He huffs a laugh, victorious, and starts moving things around with the confident efficiency of someone who knows exactly what he’s doing.
I sink back onto the sofa, clutching the hot water bottle, heart doing something deeply unhelpful. The argument has fizzed through me, sharp and sparky and far too energising for the circumstances.
Which is inconvenient.
Because now, alongside the cramps and the fatigue and the general sense of bodily betrayal, there is a very specific, very unwelcome awareness humming under my skin.
I close my eyes.
Of course this is happening now.
Of course it is him setting off my clit.
And of course I am absolutely not dealing with that until after I’ve eaten… no, not ever.
Chapter 12
Tom
Dinner is quiet inthe best possible way.
Not charged. Not awkward. Just steady. She eats with real appetite, like someone whose body has finally been given something it can use. I notice the dark circles under her eyes, the way she moves carefully, conserving energy, every shift measured.

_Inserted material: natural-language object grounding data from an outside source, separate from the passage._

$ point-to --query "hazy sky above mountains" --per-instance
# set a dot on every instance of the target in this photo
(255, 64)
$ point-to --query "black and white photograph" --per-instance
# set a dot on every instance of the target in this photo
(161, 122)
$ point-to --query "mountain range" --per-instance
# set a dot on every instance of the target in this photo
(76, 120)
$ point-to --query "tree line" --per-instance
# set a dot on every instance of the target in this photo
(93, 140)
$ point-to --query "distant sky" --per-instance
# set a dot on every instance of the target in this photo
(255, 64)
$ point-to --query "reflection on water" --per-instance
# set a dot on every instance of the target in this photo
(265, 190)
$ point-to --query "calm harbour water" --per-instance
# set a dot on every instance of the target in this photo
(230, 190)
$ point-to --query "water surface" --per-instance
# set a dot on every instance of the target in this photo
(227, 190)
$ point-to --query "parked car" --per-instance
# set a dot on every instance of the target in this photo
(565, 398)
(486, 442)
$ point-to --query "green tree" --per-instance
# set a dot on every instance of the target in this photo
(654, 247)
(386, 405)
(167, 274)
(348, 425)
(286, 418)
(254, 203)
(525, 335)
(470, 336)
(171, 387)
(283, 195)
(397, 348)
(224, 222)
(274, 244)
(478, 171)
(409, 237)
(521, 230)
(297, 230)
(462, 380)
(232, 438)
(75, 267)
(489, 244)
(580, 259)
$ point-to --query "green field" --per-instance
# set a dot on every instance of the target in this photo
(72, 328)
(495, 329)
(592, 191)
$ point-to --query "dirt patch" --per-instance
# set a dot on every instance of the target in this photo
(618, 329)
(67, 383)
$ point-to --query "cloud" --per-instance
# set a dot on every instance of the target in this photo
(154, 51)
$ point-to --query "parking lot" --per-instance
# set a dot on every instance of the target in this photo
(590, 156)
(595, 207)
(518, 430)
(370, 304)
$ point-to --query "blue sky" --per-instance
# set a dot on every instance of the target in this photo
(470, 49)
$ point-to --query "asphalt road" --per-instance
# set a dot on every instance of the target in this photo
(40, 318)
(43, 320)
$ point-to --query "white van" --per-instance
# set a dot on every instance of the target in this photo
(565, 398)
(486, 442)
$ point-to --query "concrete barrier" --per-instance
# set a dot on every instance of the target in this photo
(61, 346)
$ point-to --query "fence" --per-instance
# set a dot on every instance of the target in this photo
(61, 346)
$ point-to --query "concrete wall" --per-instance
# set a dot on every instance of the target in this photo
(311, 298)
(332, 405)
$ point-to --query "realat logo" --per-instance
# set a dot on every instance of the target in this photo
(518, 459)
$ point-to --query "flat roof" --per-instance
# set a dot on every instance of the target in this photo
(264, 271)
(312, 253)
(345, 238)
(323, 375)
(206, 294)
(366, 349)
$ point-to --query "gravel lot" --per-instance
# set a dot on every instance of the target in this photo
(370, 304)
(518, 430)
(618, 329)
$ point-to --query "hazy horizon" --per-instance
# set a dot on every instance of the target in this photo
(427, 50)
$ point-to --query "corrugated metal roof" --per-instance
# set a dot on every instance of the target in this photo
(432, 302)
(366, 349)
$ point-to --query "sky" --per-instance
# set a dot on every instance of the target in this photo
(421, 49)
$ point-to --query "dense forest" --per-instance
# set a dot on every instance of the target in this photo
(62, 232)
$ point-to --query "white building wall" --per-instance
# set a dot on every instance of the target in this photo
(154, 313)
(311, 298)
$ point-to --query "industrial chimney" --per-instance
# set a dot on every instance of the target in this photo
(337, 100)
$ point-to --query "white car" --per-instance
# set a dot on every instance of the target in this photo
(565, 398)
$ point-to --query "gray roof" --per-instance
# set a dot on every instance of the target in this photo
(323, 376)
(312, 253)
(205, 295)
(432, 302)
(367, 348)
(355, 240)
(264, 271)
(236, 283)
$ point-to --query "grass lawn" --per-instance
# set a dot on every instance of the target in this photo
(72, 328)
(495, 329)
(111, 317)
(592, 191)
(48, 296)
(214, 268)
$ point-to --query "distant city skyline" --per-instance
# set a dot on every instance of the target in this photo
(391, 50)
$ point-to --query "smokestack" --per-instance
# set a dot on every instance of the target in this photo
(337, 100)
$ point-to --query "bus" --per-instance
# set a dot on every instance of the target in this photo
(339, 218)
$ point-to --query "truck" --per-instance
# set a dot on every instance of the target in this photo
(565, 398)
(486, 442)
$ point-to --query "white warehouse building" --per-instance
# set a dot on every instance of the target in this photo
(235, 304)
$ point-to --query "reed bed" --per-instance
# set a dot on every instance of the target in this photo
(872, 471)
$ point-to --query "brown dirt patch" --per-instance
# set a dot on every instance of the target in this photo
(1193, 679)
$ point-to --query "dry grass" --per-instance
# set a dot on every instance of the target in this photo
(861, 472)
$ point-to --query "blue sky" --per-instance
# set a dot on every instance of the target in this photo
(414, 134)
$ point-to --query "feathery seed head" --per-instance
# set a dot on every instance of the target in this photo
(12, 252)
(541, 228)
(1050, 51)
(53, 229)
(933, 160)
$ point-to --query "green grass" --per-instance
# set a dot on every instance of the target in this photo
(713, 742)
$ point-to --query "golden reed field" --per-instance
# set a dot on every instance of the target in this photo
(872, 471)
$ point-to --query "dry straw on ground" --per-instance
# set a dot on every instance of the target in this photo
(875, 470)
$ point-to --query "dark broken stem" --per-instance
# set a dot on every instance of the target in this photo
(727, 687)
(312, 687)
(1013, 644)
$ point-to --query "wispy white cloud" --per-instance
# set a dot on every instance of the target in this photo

When I reach for the dessert, she shakes her head.
“Later,” she says. “I’ll eat it. Just not now.”
I nod and put it away. No discussion. No follow-up. It’s not a moment that needs negotiating.
“How are you?” I ask.
Not the social version. The real one.
She hesitates, then exhales.
“Not great,” she admits. “The cramps are ridiculous this time.”
I stand before I properly think it through.
“Come here,” I say.
She protests out of habit.
“I’m fine.”
“I know,” I reply. “Humour me.”
I guide her to the sofa, careful not to rush her. She lowers herself with a tired sound that makes something in my chest tighten. I sit behind her, close but not crowding, and wait.
She leans back against me on her own. That’s when it really lands how worn she is.
It’s strange, objectively, that we’re here like this. We barely know each other. A review. An argument. Messages. A gecko. And now she’s leaning back against me in her own flat, easy and familiar, like we’ve done this a hundred times.
And yet it doesn’t feel impulsive.
It feels natural.
I rest my hand on her lower belly and start slow, steady circles. Nothing clever. Nothing charged. Just pressure and rhythm.